Das Titelstück „Late Night Coffee“, mit dem das Album auch beginnt, legt gleich ein Zeugnis dieses Offensivgeistes ab. Unterstützt von Morellos geschmeidiger Gitarre, E-Bass (Dudu Penz), Drums (Cliff Almond) und Congas (Heinrich Klingmann) lassen die Bläser Erinnerungen an die Brecker Brothers, Arturo Sandoval oder Dizzy Gillespie wach werden.
Und auch wenn auf der CD zuweilen kräftig in brasilianischen Gefilden gewildert wird – etwa mit der Lässigkeit eines Stan Getz in der Bossa Nova „Song For My Little Daughter“ oder im mit allen Regenwaldwassern gewaschenen Choro-Funk in „Partido Blue“ – so sei zur Ehrenrettung des Samba-Landes gesagt: Barth und Mossman bedienen sich bei ihrer Musik auf dem gesamten südamerikanischen Kontinent und seiner Anrainer-Regionen.

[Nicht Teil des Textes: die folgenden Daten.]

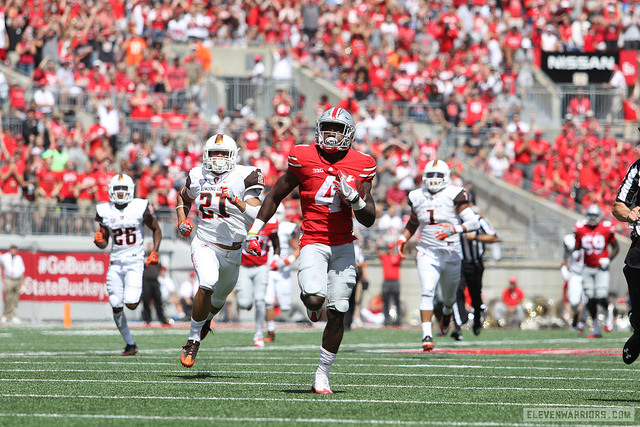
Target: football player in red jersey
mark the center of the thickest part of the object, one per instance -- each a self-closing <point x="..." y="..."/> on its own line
<point x="329" y="195"/>
<point x="596" y="236"/>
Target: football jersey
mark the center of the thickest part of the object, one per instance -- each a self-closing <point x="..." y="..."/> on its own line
<point x="594" y="241"/>
<point x="326" y="218"/>
<point x="438" y="208"/>
<point x="126" y="228"/>
<point x="264" y="237"/>
<point x="220" y="221"/>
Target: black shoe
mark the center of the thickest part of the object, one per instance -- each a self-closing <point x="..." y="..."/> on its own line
<point x="189" y="351"/>
<point x="130" y="350"/>
<point x="631" y="349"/>
<point x="206" y="328"/>
<point x="477" y="327"/>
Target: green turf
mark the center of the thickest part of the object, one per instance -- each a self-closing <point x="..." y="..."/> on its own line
<point x="53" y="376"/>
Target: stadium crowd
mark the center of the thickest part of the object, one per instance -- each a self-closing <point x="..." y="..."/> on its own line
<point x="139" y="68"/>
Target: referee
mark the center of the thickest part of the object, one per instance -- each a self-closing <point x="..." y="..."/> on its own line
<point x="473" y="246"/>
<point x="626" y="209"/>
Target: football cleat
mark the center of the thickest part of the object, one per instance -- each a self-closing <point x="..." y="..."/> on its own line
<point x="189" y="351"/>
<point x="427" y="343"/>
<point x="315" y="315"/>
<point x="611" y="322"/>
<point x="206" y="328"/>
<point x="320" y="385"/>
<point x="477" y="328"/>
<point x="445" y="324"/>
<point x="631" y="349"/>
<point x="130" y="350"/>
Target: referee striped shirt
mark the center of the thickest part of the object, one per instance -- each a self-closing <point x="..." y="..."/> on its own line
<point x="629" y="188"/>
<point x="473" y="250"/>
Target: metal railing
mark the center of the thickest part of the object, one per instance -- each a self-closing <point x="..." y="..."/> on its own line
<point x="516" y="244"/>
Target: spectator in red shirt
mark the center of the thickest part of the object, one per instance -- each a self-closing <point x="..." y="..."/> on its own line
<point x="391" y="261"/>
<point x="11" y="183"/>
<point x="512" y="298"/>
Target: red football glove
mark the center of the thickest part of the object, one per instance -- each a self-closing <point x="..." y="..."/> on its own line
<point x="152" y="259"/>
<point x="185" y="227"/>
<point x="277" y="263"/>
<point x="253" y="248"/>
<point x="401" y="242"/>
<point x="228" y="193"/>
<point x="346" y="186"/>
<point x="447" y="230"/>
<point x="98" y="238"/>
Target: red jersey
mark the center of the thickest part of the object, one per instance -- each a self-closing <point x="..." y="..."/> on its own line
<point x="264" y="237"/>
<point x="47" y="180"/>
<point x="325" y="218"/>
<point x="594" y="241"/>
<point x="390" y="266"/>
<point x="69" y="181"/>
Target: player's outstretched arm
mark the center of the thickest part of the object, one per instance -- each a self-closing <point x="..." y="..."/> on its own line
<point x="151" y="222"/>
<point x="367" y="215"/>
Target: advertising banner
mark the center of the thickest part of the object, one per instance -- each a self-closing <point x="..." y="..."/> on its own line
<point x="65" y="277"/>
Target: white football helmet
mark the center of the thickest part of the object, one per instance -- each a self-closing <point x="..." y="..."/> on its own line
<point x="436" y="175"/>
<point x="216" y="144"/>
<point x="327" y="136"/>
<point x="594" y="215"/>
<point x="121" y="189"/>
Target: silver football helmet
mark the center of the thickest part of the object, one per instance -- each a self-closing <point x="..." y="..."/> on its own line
<point x="594" y="215"/>
<point x="216" y="144"/>
<point x="436" y="175"/>
<point x="331" y="138"/>
<point x="121" y="189"/>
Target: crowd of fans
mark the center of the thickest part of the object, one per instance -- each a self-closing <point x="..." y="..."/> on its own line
<point x="139" y="68"/>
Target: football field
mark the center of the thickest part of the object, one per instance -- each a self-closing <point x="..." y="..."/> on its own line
<point x="55" y="376"/>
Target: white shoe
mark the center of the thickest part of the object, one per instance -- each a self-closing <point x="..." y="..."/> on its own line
<point x="316" y="315"/>
<point x="321" y="385"/>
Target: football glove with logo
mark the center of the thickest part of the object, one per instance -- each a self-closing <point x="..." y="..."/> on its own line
<point x="185" y="227"/>
<point x="152" y="259"/>
<point x="447" y="230"/>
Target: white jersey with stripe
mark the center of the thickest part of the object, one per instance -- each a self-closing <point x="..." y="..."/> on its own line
<point x="126" y="228"/>
<point x="439" y="208"/>
<point x="220" y="221"/>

Bolero, Son montuno oder Cha-Cha fungieren bei ihnen als Grundlage für eine höchst virtuose Latin-Hardbop-Fusion, die immer mit mindestens einem Fuß in New York steht. Horace Silver und Ray Baretto, denen jeweils ein Song gewidmet ist, hätten zweifellos ihren Spaß an diesem panamerikanischen Mix gehabt.